The government’s shift toward leasing has been evident since the 1960’s and is unlikely to change any time soon, according to Easterly President and CEO William Trimble. In an interview with REIT.com, Trimble noted that during the Nixon administration, the federal government owned about 70 percent of its properties and leased 30 percent.
“That trend is almost completely reversed today, and the government, with its spending restraints, is finding that leasing is a much more efficient and cost-effective way to house the federal workforce. We are very pleased to be in this particular niche,” Trimble said.
Mission-Critical Tenants
Easterly acquires, develops and manages class-A commercial properties that are leased to the government’s mission-critical agencies primarily through the General Services Administration (GSA). (Mission critical agencies include the Federal Bureau of Investigation , the Drug Enforcement Administration, Immigration and Customs Enforcement, and the federal judiciary.) The company focuses on newer, purpose-built space. Its current portfolio contains 30 buildings, all of which are 100 percent leased.
Easterly’s business strategy offers the potential for premium rents, stable occupancy and long-term returns, according to Trimble.
Michael Carroll, analyst at RBC Capital Markets, also sees the potential of the subset targeted by Easterly. “We believe these types of agencies will continue to receive incremental budget appropriations [from the federal government], while others may see more pressure,” he said.
In February, the company raised $207 million through an initial public offering (IPO). With a $400 million credit line and an enterprise value of $700 million to $800 million, “we have the capital to grow 50 percent from where we are today,” said Darrell Crate, Easterly’s chairman.
Large, Fragmented Market
Currently the GSA leases about 200 million square feet on behalf of the federal government. “It’s an extremely large market, but it’s also a very fragmented market in that the largest owner of property holds under 4 percent, so there’s a lot of opportunity,” Trimble said.
Easterly has identified 500 potential acquisition targets worth a total of $20 billion to $22 billion that represent “a unique opportunity to partner with the government and provide strong returns for investors,” Trimble said. In the near term, Easterly is seeking to acquire $75 million to $125 million of buildings a year.

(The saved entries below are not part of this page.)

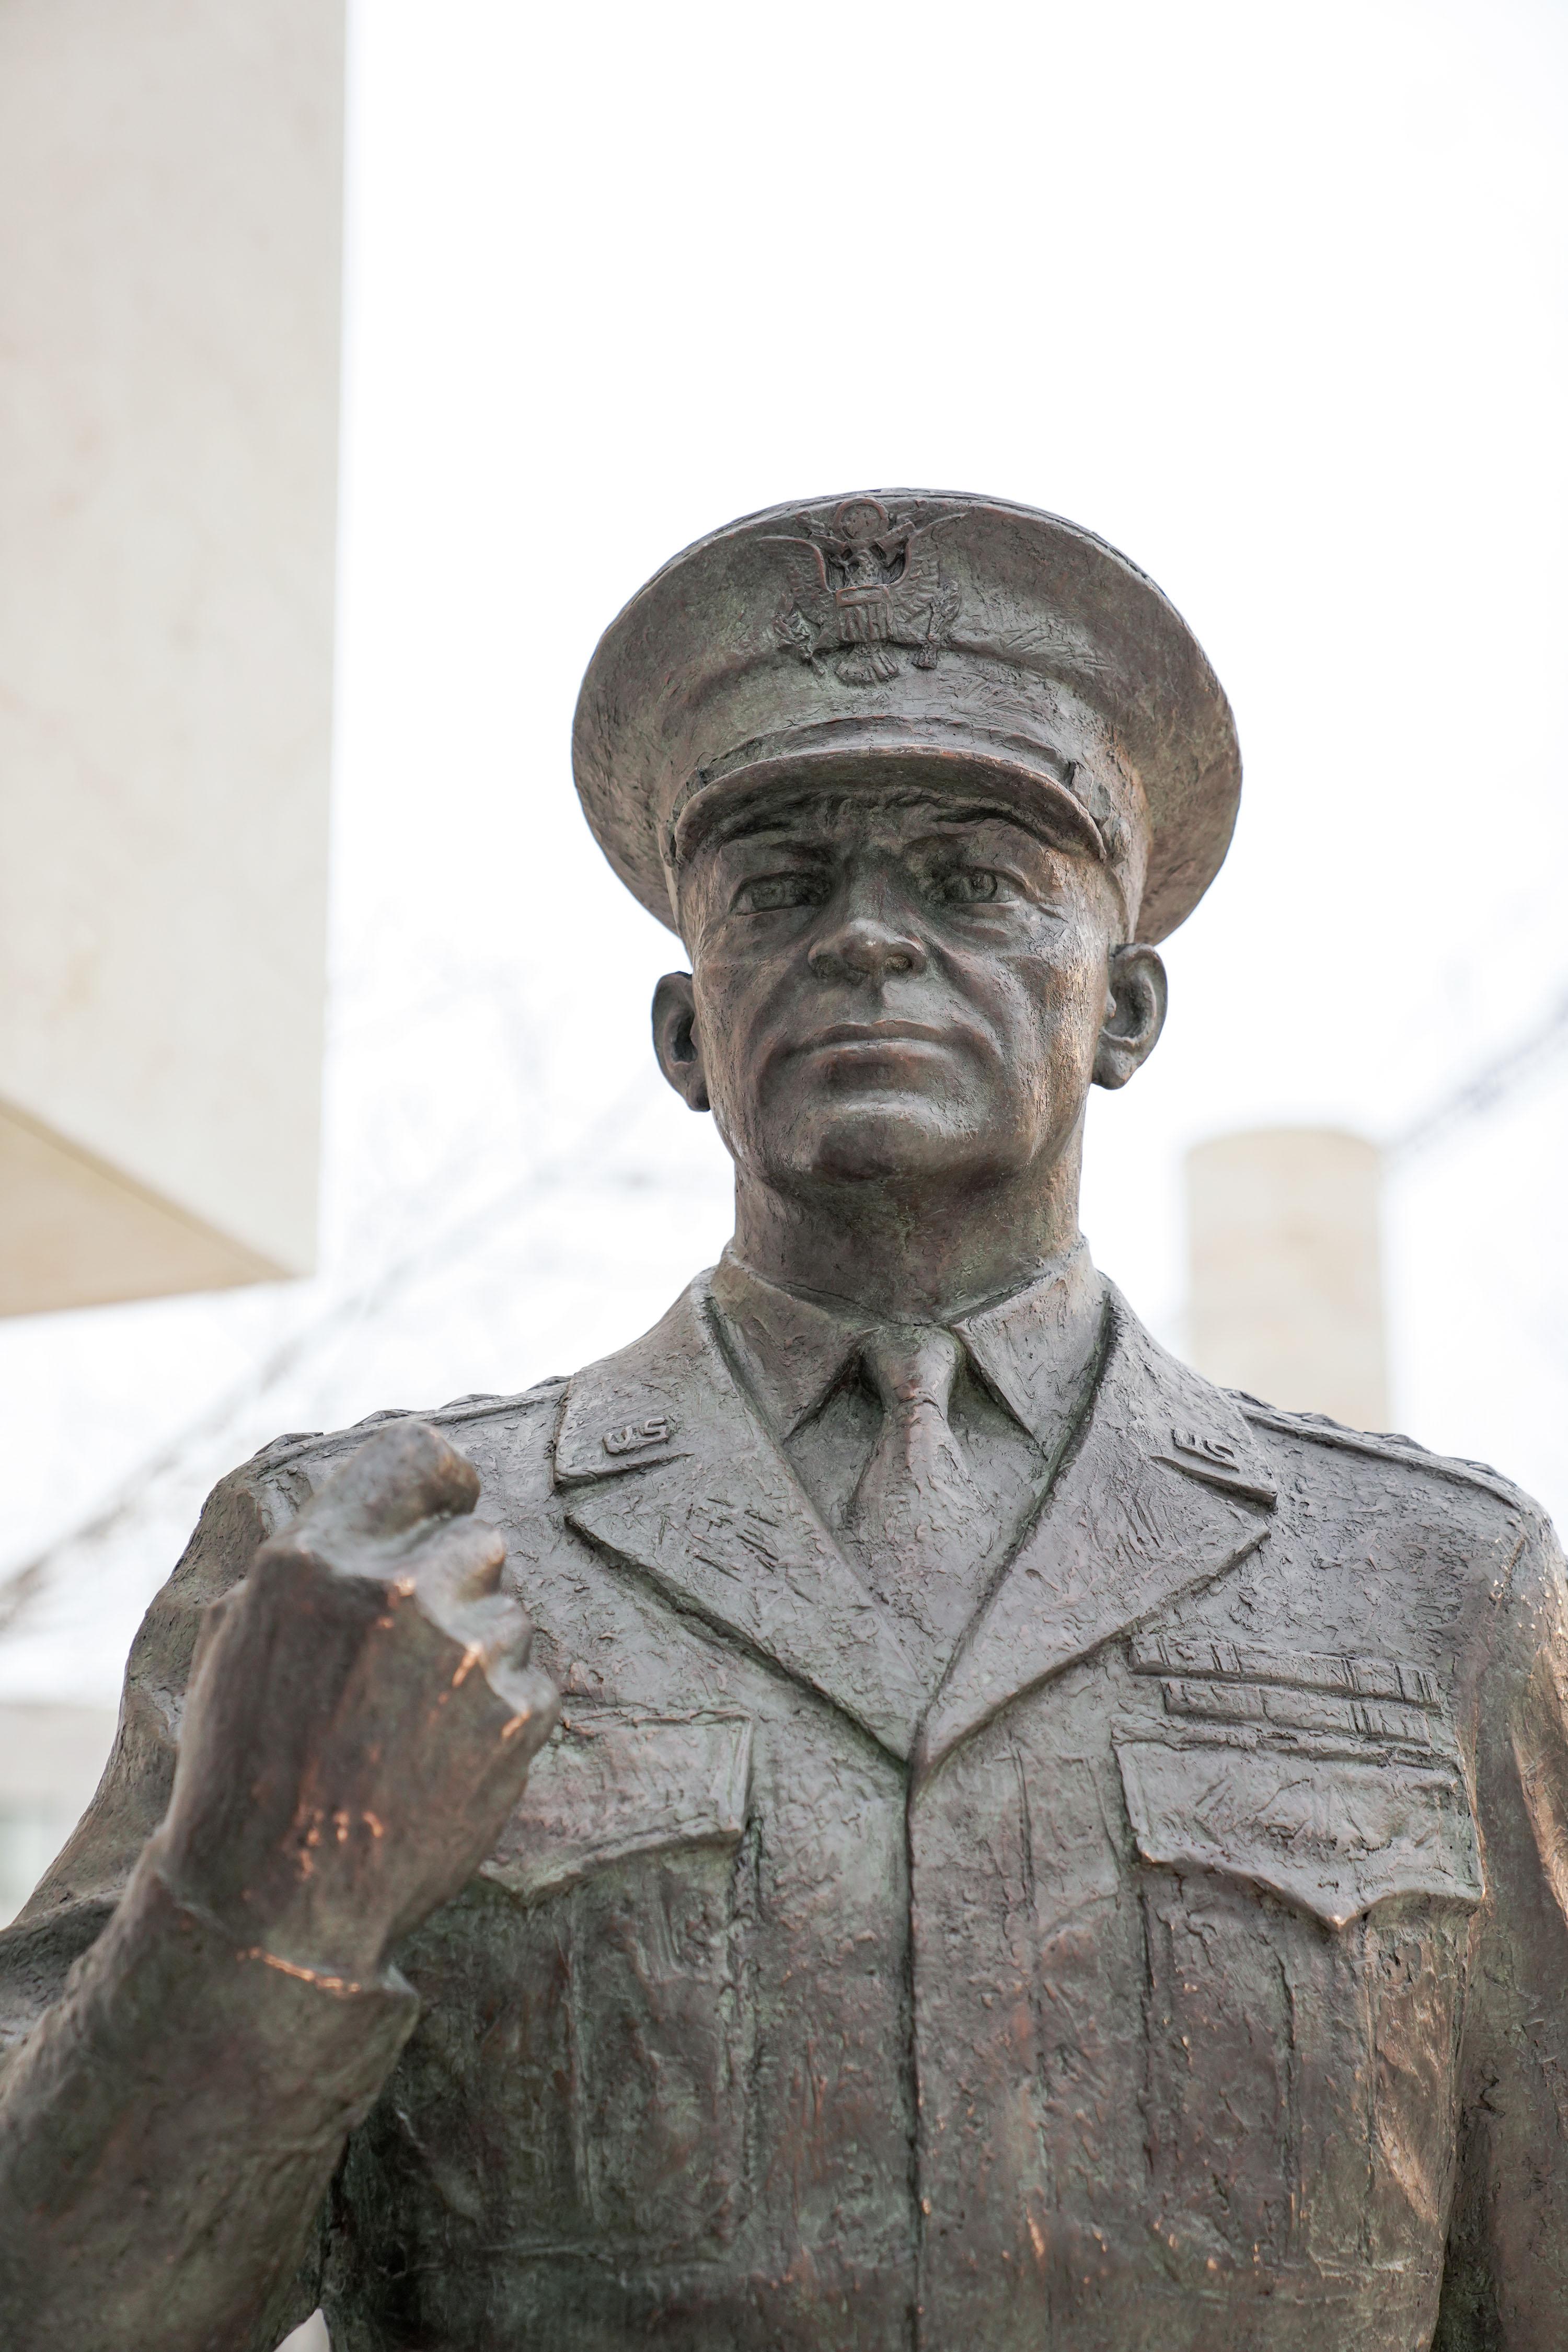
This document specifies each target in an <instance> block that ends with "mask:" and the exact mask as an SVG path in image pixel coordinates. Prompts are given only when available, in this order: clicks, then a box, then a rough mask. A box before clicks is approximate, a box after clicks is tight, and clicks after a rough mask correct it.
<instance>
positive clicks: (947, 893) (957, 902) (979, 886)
mask: <svg viewBox="0 0 1568 2352" xmlns="http://www.w3.org/2000/svg"><path fill="white" fill-rule="evenodd" d="M938 889H940V896H943V898H945V901H947V906H983V903H985V901H987V898H1001V896H1004V891H1001V875H994V873H990V870H987V868H985V866H959V870H957V873H950V875H943V880H940V884H938Z"/></svg>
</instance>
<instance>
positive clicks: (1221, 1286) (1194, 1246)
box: [1187, 1127, 1389, 1430]
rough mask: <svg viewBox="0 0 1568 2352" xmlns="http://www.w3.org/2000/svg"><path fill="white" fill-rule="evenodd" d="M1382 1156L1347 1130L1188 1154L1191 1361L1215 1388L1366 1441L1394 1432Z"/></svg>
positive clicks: (1219, 1144) (1271, 1140)
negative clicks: (1385, 1283) (1234, 1389)
mask: <svg viewBox="0 0 1568 2352" xmlns="http://www.w3.org/2000/svg"><path fill="white" fill-rule="evenodd" d="M1380 1181H1382V1178H1380V1155H1378V1145H1375V1143H1368V1141H1366V1138H1363V1136H1349V1134H1342V1131H1340V1129H1333V1127H1274V1129H1258V1131H1251V1134H1234V1136H1215V1138H1213V1141H1211V1143H1199V1145H1197V1148H1194V1150H1192V1152H1190V1155H1187V1265H1190V1294H1187V1355H1190V1359H1192V1362H1194V1364H1197V1369H1199V1371H1204V1374H1208V1378H1211V1381H1222V1383H1225V1385H1227V1388H1244V1390H1246V1392H1248V1395H1253V1397H1262V1399H1265V1404H1284V1406H1286V1409H1288V1411H1302V1414H1331V1416H1333V1421H1345V1423H1349V1428H1356V1430H1385V1428H1387V1423H1389V1402H1387V1397H1389V1376H1387V1338H1385V1303H1382V1249H1380V1232H1378V1221H1380Z"/></svg>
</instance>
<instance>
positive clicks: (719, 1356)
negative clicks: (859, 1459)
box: [555, 1277, 926, 1759]
mask: <svg viewBox="0 0 1568 2352" xmlns="http://www.w3.org/2000/svg"><path fill="white" fill-rule="evenodd" d="M555 1482H557V1486H559V1489H562V1496H564V1508H567V1519H569V1524H571V1526H576V1531H578V1534H581V1536H588V1541H590V1543H595V1545H599V1550H604V1552H609V1555H611V1557H614V1559H621V1562H630V1564H632V1566H637V1569H642V1573H644V1576H651V1578H654V1583H656V1585H661V1588H663V1592H665V1595H668V1597H670V1599H672V1602H675V1604H677V1606H682V1609H691V1611H693V1613H696V1616H701V1618H705V1621H708V1623H710V1625H715V1628H717V1630H719V1632H726V1635H733V1637H738V1639H741V1642H745V1646H748V1649H752V1651H759V1653H762V1656H766V1658H771V1661H773V1663H776V1665H783V1668H785V1672H790V1675H795V1677H797V1679H799V1682H806V1684H811V1689H813V1691H818V1693H820V1696H823V1698H827V1700H832V1705H837V1708H842V1710H844V1712H846V1715H851V1717H853V1719H856V1722H858V1724H860V1726H863V1729H865V1731H870V1733H872V1738H875V1740H879V1743H882V1748H886V1750H889V1752H891V1755H896V1757H900V1759H903V1757H907V1755H910V1748H912V1740H914V1726H917V1722H919V1715H922V1708H924V1696H926V1693H924V1691H922V1686H919V1675H917V1670H914V1665H912V1661H910V1656H907V1653H905V1649H903V1642H900V1639H898V1630H896V1625H893V1623H891V1618H889V1616H886V1613H884V1611H882V1609H879V1606H877V1602H875V1599H872V1597H870V1592H867V1590H865V1585H863V1583H860V1578H858V1576H856V1573H853V1569H851V1566H849V1562H846V1559H844V1555H842V1552H839V1548H837V1543H835V1541H832V1536H830V1534H827V1529H825V1526H823V1522H820V1519H818V1515H816V1510H813V1508H811V1503H809V1498H806V1494H804V1489H802V1486H799V1479H797V1477H795V1472H792V1470H790V1465H788V1463H785V1461H783V1456H780V1454H778V1451H776V1446H773V1444H771V1439H769V1437H766V1432H764V1428H762V1423H759V1421H757V1414H755V1411H752V1406H750V1402H748V1399H745V1395H743V1392H741V1388H738V1385H736V1378H733V1374H731V1369H729V1359H726V1355H724V1350H722V1345H719V1338H717V1331H715V1327H712V1310H710V1305H708V1282H705V1277H698V1282H693V1284H691V1289H689V1291H684V1294H682V1298H677V1301H675V1305H672V1308H670V1312H668V1315H665V1319H663V1322H661V1324H656V1327H654V1329H651V1331H649V1334H646V1336H644V1338H639V1341H635V1343H632V1345H630V1348H623V1350H621V1355H611V1357H607V1359H604V1362H602V1364H590V1367H588V1371H581V1374H578V1376H576V1381H574V1383H571V1388H569V1395H567V1409H564V1418H562V1430H559V1437H557V1446H555Z"/></svg>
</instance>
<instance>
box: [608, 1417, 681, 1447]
mask: <svg viewBox="0 0 1568 2352" xmlns="http://www.w3.org/2000/svg"><path fill="white" fill-rule="evenodd" d="M672 1437H675V1423H672V1421H670V1416H668V1414H651V1416H649V1421H628V1423H625V1428H618V1430H604V1439H602V1444H604V1451H607V1454H611V1456H616V1458H618V1456H623V1454H654V1451H656V1449H658V1446H668V1444H670V1439H672Z"/></svg>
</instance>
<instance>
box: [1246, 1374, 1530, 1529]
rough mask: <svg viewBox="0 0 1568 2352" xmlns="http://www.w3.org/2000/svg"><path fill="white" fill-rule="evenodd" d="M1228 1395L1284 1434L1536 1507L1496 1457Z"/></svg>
mask: <svg viewBox="0 0 1568 2352" xmlns="http://www.w3.org/2000/svg"><path fill="white" fill-rule="evenodd" d="M1227 1395H1229V1397H1234V1399H1237V1404H1239V1406H1241V1411H1244V1414H1246V1418H1248V1421H1253V1423H1258V1428H1265V1430H1279V1432H1281V1437H1305V1439H1307V1442H1309V1444H1316V1446H1340V1451H1342V1454H1363V1456H1368V1458H1371V1461H1380V1463H1403V1468H1406V1470H1427V1472H1429V1475H1432V1477H1446V1479H1453V1484H1455V1486H1481V1491H1483V1494H1490V1496H1495V1498H1497V1501H1500V1503H1507V1505H1509V1510H1535V1505H1533V1503H1530V1498H1528V1494H1523V1489H1519V1486H1514V1484H1512V1479H1505V1477H1502V1472H1500V1470H1493V1468H1490V1463H1467V1461H1462V1458H1460V1456H1453V1454H1434V1451H1432V1449H1429V1446H1422V1444H1420V1439H1415V1437H1406V1435H1403V1432H1399V1430H1347V1428H1345V1423H1342V1421H1331V1418H1328V1414H1288V1411H1286V1409H1284V1406H1279V1404H1262V1399H1260V1397H1248V1395H1246V1390H1241V1388H1232V1390H1227Z"/></svg>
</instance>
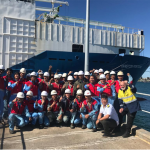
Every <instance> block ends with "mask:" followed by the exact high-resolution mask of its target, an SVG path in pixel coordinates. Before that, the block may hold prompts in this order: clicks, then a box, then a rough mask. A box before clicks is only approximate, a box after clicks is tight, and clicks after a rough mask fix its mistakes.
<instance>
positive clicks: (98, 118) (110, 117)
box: [96, 94, 119, 137]
mask: <svg viewBox="0 0 150 150" xmlns="http://www.w3.org/2000/svg"><path fill="white" fill-rule="evenodd" d="M101 102H102V105H101V107H100V112H99V115H98V118H97V121H96V125H97V126H98V125H102V126H103V128H104V132H105V133H104V135H103V137H108V136H110V130H109V129H110V128H116V127H117V126H118V125H119V118H118V115H117V113H116V111H115V109H114V107H113V106H112V105H111V104H109V103H108V96H107V95H106V94H103V95H102V97H101Z"/></svg>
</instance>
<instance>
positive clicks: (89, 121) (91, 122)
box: [81, 113, 97, 129]
mask: <svg viewBox="0 0 150 150" xmlns="http://www.w3.org/2000/svg"><path fill="white" fill-rule="evenodd" d="M81 115H82V124H83V125H85V126H87V128H88V129H92V128H96V120H97V114H94V115H92V116H89V118H87V119H86V118H85V115H84V114H83V113H81Z"/></svg>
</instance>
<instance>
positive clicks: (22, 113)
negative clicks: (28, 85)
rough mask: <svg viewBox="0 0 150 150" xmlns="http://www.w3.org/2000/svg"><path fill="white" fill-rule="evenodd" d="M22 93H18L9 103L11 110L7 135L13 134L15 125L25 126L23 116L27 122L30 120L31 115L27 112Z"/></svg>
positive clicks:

In looking for possible acquisitions, Easterly stresses the importance of the mission of the building and the agency in it, rather than its location, Trimble said. For example, the FBI has 56 regional field offices that carry out the bulk of the agency’s work, according to Trimble, all of which will “still be there in 50 to 60 years.” Easterly currently has three FBI field offices in its portfolio.
GSA-Leased Assets Often Undervalued
While the federal government is the nation’s largest office tenant, GSA-leased properties are often under recognized and undervalued as an asset class, according to Crate.
“We noticed that real estate investors in the four food groups of retail, industrial, multifamily and office didn’t view high-quality single tenants as something that was unique and different. We have had the opportunity to acquire buildings at very attractive prices,” he said.
The company stresses that the GSA has never defaulted on a lease, including during the 2013 government shutdown. That type of stability is key to Easterly’s success going forward, according to Crate.
“The opportunity [for Easterly] to generate double-digit returns for shareholders in a compounded way over a meaningful period of time is ripe,” he said.